Hugo Rangel Vargas
Apenas hace un día la
directora gerente del Fondo Monetario Internacional, Christine Lagarde, lanzó
una declaración reconociendo el débil crecimiento económico a nivel mundial
calificándolo de “mediocre” y haciendo un llamado a las instituciones encargadas
de la política económica en el mundo para que esto no sea una realidad
permanente.
Pese a la expectativa por
el crecimiento económico en Estados Unidos, la recuperación de la zona euro y el hecho de
que Japón podría salir de la recesión; la funcionaria de origen francés
reconoció la existencia de focos de inestabilidad financiera y de volatilidad
derivados fundamentalmente de la caída en los precios del petróleo.
La
aseveración de Lagarde es técnica y políticamente correcta frente a las
expectativas de crecimiento económico mundial que se han estimado para 2015 en
3.5 por ciento y para el próximo año en 3.8 por ciento. Sin embargo moralmente
resulta inaceptable que sea esta institución la que hable de dificultades para
que la economía mundial tenga mejores estándares en términos de crecimiento y
que recomiende a los países “adecuaciones a sus políticas fiscales y monetarias
para mejorar el ritmo de las economías”.
Y es
que a partir del conocido Consenso de Washington, el Fondo Monetario
Internacional condiciona la asistencia de créditos a los gobiernos nacionales a
la adopción de determinadas medidas que se manifiestan en cartas de intención.
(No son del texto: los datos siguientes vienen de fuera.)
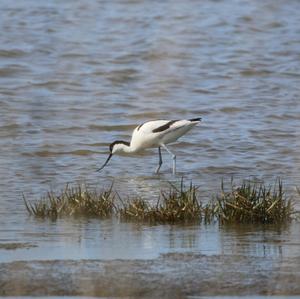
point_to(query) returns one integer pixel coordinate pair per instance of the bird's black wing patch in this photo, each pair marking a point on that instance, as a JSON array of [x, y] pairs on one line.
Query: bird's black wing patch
[[195, 119], [116, 142], [139, 126], [164, 127]]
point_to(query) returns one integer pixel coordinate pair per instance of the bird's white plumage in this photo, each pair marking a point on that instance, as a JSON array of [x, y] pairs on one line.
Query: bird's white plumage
[[156, 133], [144, 137]]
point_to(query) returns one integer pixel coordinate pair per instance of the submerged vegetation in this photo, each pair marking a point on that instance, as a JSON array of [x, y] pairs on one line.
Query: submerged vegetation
[[254, 203], [250, 202]]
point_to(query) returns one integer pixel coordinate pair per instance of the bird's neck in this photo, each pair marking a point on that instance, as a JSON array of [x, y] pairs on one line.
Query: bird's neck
[[127, 149]]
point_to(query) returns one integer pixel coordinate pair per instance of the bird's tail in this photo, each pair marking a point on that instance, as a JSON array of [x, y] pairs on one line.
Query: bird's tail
[[195, 119]]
Estas medidas, conocidas como de ajuste estructural, van desde la reducción del
gasto social, la apertura comercial del sector externo de la economía, la
cancelación de controles de precios y subsidios, la privatización de empresas
propiedad del estado y la mejora del marco jurídico a favor de las inversiones
extranjeras.
Vista
la política pública como un enorme tablero de controles a los que el estado
tenía acceso para potenciar el crecimiento económico, después de las políticas
de ajuste estructural, dicho panel ha quedado reducido a un par de palancas (la
política monetaria y la política fiscal) cuyos márgenes de movimiento están
también acotados a los criterios que también dicta el FMI y otras instituciones
internacionales; por lo que las posibilidades de estímulo a la economía están
dictadas por el interés del mercado y de la libre competencia de los capitales.
Si
bien el Fondo Monetario Internacional ha dicho que se encuentra explorando
“avenidas para impulsar el crecimiento” por encima de las tasas actuales; la
alerta en la institución parece prenderse un poco tarde y una vez que las
consecuencias de las desregulaciones y las medidas de ajuste estructural han
invadido la viabilidad de muchas economías nacionales.
Queda
claro que el agua comienza a llegar a los aparejos hasta para el propio
organismo internacional que otrora se regodeaba en la obcecada ortodoxia de sus
recomendaciones. A la par de ello parece haber llegado el fin de una época de
extrema libertad en los mercados y reaparecer, entre los círculos de analistas
económicos y financieros a nivel internacional, la convicción de que el
crecimiento económico solo puede ser estimulado por una actitud proactiva de
los aparatos públicos nacionales que coadyuve a que éste se dé en un marco de
redistribución de la riqueza y de crecimiento del empleo.
Ajustar
el ajuste resulta un imperativo para el Fondo Monetario Internacional y para el
andamiaje financiero internacional que ha encerrado sus alternativas en un par
de ideas que han dejado una estela de fracasos y fiascos en los países en los
que se ha instalado como laboratorio. A la par de ello, el mediocre crecimiento
económico impone una profunda reflexión sobre los estrechos márgenes de acción
de economías como la mexicana, dada la magnitud del letargo.